Il faut savoir que c’est dans le quartier d’Akihabara qu’il y a le plus de maid cafés, c’est là que c’est né d’ailleurs, et on peut y voir plein de maids dans les rues, qui tendent des flyers aux passants, qui en racolent certains,… c’est ce qui nous est arrivé, et c’est comme ça qu’on s’est retrouvées dans un café Maidreamin.

On s’est laissées conduire à l’ascenseur parce que: pourquoi pas ? c’est cocasse, c’est une expérience qu’on ne pourra vivre nulle part ailleurs, c’est un café comme un autre mais avec un petit twist ! Ma mère était quand même réticente, mais la curiosité malsaine nous a poussé dans cette cage d’ascenseur, qu’on a partagé avec trois autres hommes.
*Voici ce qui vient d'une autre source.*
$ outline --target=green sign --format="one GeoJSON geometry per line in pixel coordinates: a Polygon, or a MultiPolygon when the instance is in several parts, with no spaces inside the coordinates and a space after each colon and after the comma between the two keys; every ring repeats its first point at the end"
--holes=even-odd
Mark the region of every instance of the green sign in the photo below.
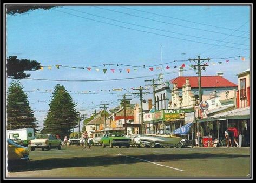
{"type": "Polygon", "coordinates": [[[14,133],[13,135],[12,135],[13,137],[19,137],[19,134],[18,133],[14,133]]]}
{"type": "Polygon", "coordinates": [[[194,109],[169,109],[163,111],[163,121],[168,121],[177,119],[184,119],[184,113],[194,111],[194,109]]]}

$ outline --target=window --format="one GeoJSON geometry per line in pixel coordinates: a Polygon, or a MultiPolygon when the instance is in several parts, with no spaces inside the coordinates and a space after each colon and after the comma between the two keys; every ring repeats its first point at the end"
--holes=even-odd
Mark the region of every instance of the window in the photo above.
{"type": "Polygon", "coordinates": [[[246,97],[245,79],[240,80],[240,97],[246,97]]]}

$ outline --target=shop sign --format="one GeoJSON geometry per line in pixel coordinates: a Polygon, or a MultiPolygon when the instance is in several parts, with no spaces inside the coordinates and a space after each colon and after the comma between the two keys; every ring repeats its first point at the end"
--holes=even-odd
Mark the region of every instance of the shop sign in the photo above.
{"type": "Polygon", "coordinates": [[[147,113],[145,114],[143,117],[143,119],[144,121],[150,121],[152,120],[152,113],[147,113]]]}
{"type": "Polygon", "coordinates": [[[184,113],[194,111],[193,109],[171,109],[163,110],[163,120],[168,121],[177,119],[184,119],[184,113]]]}
{"type": "Polygon", "coordinates": [[[194,112],[184,113],[185,123],[193,122],[195,120],[195,116],[194,112]]]}
{"type": "Polygon", "coordinates": [[[152,113],[152,120],[162,119],[163,118],[163,110],[157,111],[152,113]]]}

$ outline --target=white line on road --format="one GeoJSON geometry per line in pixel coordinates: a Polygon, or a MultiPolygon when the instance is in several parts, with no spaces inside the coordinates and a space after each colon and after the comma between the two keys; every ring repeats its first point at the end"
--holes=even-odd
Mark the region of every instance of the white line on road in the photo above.
{"type": "Polygon", "coordinates": [[[167,167],[167,168],[173,168],[173,169],[174,169],[174,170],[178,170],[179,171],[184,171],[183,170],[180,170],[180,169],[178,169],[178,168],[174,168],[174,167],[172,167],[171,166],[166,166],[166,165],[161,165],[161,164],[157,164],[156,162],[152,162],[152,161],[148,161],[148,160],[145,160],[145,159],[140,159],[140,158],[135,158],[135,157],[130,157],[129,155],[122,155],[121,154],[118,154],[117,155],[122,155],[122,156],[124,156],[124,157],[128,157],[128,158],[134,158],[134,159],[139,159],[140,160],[142,160],[142,161],[146,161],[146,162],[150,162],[150,163],[152,163],[152,164],[155,164],[155,165],[159,165],[159,166],[165,166],[166,167],[167,167]]]}

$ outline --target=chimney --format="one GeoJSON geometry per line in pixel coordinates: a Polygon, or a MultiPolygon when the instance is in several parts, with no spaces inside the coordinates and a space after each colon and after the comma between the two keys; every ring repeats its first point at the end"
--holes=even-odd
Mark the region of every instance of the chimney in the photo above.
{"type": "Polygon", "coordinates": [[[217,76],[223,76],[223,72],[217,72],[217,76]]]}
{"type": "Polygon", "coordinates": [[[183,76],[183,67],[179,68],[179,76],[183,76]]]}
{"type": "Polygon", "coordinates": [[[148,110],[150,110],[152,109],[152,99],[148,99],[148,110]]]}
Les portes se sont ouvertes, on a tout de suite aperçu des femmes à une table, ça nous a un peu rassurées.

Une maid est venue à notre rencontre, nous a conduit jusqu’à notre table. Le malaise s’est tout de suite fait ressentir, ce comportement niais n’est pas très naturel ?, c’est franchement gênant, et en plus, on était pas vraiment le public auquel elle était habituée. Il y a une ambiance très spéciale, je pense qu’on peut s’en douter, mais on s’en rend vraiment compte qu’une fois qu’on y est.

Elle nous tend un menu, et on constate que cette amusante expérience a un prix: rien que s’assoir à une table coûte autour de 5€. Ce n’est finalement pas si surprenant, ces cafés sont toujours assez chers, on paye pour le concept. Il y a différents « sets »: vous avez le choix entre un set à une vingtaine d’euros où vous avez un dessert de votre choix + une photo avec un maid + un souvenir (comme un porte-clé ou une pochette), ou la même chose mais avec un plat chaud pour environ cinq euros de plus,…

On a monté d’un cran, que dis-je, dix crans, sur l’échelle de la gêne et du malaise quand, pour s’assurer qu’on avait bien compris comment fonctionnait le menu, la maid nous a demandé de… réciter une formule magique.

Pratique assez courante dans les maids cafés, finalement. Les serveuses invitent les clients à répéter une petite incantation et une chorégraphie avec leurs mains pour, par exemple, « rendre le plat meilleur! » et ce genre de niaiseries.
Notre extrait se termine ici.